Think Bayes¶

This notebook presents example code and exercise solutions for Think Bayes.

MIT License: https://opensource.org/licenses/MIT

In [1]:

# Configure Jupyter so figures appear in the notebook
%matplotlib inline

# Configure Jupyter to display the assigned value after an assignment
%config InteractiveShell.ast_node_interactivity='last_expr_or_assign'

# import classes from thinkbayes2
from thinkbayes2 import Hist, Pmf, Suite, Beta
import thinkplot

Unreliable evaluators¶

This exercise is inspired by a question posted by a “redditor” named dominosci on Reddit’s statistics “subreddit” at http://reddit.com/r/statistics.

Reddit is an online forum with many interest groups called subreddits.
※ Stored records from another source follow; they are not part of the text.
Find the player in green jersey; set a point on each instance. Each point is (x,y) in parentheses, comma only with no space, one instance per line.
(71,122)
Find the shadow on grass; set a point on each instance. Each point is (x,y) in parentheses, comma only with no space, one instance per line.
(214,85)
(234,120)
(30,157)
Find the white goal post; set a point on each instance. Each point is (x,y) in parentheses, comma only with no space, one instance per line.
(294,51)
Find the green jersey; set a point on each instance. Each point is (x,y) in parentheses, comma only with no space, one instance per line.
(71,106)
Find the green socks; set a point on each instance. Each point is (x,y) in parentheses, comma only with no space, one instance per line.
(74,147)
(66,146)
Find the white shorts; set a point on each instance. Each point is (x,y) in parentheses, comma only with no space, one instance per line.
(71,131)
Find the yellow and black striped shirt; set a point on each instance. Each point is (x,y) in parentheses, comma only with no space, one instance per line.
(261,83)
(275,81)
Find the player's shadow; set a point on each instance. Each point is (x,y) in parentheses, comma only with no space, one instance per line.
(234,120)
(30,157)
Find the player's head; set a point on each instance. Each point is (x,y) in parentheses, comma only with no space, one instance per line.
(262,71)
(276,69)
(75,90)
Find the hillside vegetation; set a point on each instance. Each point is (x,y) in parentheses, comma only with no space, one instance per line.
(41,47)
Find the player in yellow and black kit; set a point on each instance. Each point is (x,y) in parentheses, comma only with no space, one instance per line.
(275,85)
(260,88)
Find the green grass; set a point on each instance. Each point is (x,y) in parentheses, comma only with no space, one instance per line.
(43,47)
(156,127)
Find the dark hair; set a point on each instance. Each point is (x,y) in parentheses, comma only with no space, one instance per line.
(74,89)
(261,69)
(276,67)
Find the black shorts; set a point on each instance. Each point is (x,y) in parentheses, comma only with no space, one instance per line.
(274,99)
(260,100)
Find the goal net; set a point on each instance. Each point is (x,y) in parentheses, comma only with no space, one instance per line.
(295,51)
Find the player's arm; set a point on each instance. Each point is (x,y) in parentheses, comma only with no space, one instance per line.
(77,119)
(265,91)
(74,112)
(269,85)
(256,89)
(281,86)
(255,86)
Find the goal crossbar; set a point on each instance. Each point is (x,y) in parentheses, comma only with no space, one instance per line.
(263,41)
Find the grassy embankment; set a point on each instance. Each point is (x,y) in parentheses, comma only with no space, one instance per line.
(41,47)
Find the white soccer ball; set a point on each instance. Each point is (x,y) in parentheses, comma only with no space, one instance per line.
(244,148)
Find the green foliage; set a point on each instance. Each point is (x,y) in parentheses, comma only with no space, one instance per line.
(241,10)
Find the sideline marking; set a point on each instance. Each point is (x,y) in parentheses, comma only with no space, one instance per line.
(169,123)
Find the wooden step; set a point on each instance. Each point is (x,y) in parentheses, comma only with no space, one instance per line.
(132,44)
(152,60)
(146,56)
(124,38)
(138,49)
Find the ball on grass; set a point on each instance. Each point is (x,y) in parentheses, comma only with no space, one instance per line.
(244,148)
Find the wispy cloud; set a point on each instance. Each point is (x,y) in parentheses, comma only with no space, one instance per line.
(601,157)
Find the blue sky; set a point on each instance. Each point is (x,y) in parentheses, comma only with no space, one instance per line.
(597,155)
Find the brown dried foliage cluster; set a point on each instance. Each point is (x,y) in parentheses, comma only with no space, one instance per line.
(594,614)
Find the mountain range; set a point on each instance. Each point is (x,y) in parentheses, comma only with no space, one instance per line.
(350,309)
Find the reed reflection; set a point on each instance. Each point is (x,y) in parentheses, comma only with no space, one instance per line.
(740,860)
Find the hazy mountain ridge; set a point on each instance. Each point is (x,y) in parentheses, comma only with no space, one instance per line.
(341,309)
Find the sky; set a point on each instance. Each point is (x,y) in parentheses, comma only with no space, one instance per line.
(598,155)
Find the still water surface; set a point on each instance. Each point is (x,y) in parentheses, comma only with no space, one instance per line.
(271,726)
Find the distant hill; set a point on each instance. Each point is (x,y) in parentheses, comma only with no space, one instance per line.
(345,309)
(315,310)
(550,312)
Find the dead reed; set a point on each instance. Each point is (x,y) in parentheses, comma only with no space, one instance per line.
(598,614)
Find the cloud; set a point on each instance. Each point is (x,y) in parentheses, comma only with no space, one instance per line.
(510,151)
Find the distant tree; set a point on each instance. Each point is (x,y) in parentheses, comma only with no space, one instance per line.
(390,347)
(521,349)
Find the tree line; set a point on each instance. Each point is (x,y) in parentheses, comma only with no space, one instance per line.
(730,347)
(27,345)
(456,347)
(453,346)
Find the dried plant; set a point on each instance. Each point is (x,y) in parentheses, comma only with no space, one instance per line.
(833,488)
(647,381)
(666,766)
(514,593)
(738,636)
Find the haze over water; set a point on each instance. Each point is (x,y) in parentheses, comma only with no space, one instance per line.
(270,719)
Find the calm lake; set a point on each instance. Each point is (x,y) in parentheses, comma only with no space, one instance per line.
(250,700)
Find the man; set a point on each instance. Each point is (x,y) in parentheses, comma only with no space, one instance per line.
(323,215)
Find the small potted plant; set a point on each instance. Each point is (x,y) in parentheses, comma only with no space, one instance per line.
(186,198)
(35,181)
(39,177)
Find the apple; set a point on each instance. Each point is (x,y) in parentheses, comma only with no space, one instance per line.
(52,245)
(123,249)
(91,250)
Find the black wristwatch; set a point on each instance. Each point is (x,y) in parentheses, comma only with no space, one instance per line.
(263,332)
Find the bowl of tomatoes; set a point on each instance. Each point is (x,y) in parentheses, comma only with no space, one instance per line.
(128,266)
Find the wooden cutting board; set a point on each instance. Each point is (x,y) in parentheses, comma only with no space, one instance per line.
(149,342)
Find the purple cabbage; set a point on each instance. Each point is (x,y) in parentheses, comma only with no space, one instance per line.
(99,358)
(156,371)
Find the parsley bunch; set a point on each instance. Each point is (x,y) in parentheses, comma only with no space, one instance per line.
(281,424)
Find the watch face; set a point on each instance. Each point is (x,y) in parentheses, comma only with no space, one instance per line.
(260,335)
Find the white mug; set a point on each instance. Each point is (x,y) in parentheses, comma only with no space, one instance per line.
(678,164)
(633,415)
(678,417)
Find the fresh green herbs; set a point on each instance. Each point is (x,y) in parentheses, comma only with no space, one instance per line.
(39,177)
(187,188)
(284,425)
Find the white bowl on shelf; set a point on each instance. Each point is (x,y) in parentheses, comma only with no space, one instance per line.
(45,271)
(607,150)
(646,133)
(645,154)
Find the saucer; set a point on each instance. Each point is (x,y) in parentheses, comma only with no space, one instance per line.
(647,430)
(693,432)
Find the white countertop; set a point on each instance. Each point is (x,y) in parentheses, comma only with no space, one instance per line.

Users, called redditors, post links to online content and other web pages. Other redditors vote on the links, giving an “upvote” to high-quality links and a “downvote” to links that are bad or irrelevant.

A problem, identified by dominosci, is that some redditors are more reliable than others, and Reddit does not take this into account.

The challenge is to devise a system so that when a redditor casts a vote, the estimated quality of the link is updated in accordance with the reliability of the redditor, and the estimated reliability of the redditor is updated in accordance with the quality of the link.

One approach is to model the quality of the link as the probability of garnering an upvote, and to model the reliability of the redditor as the probability of correctly giving an upvote to a high-quality item.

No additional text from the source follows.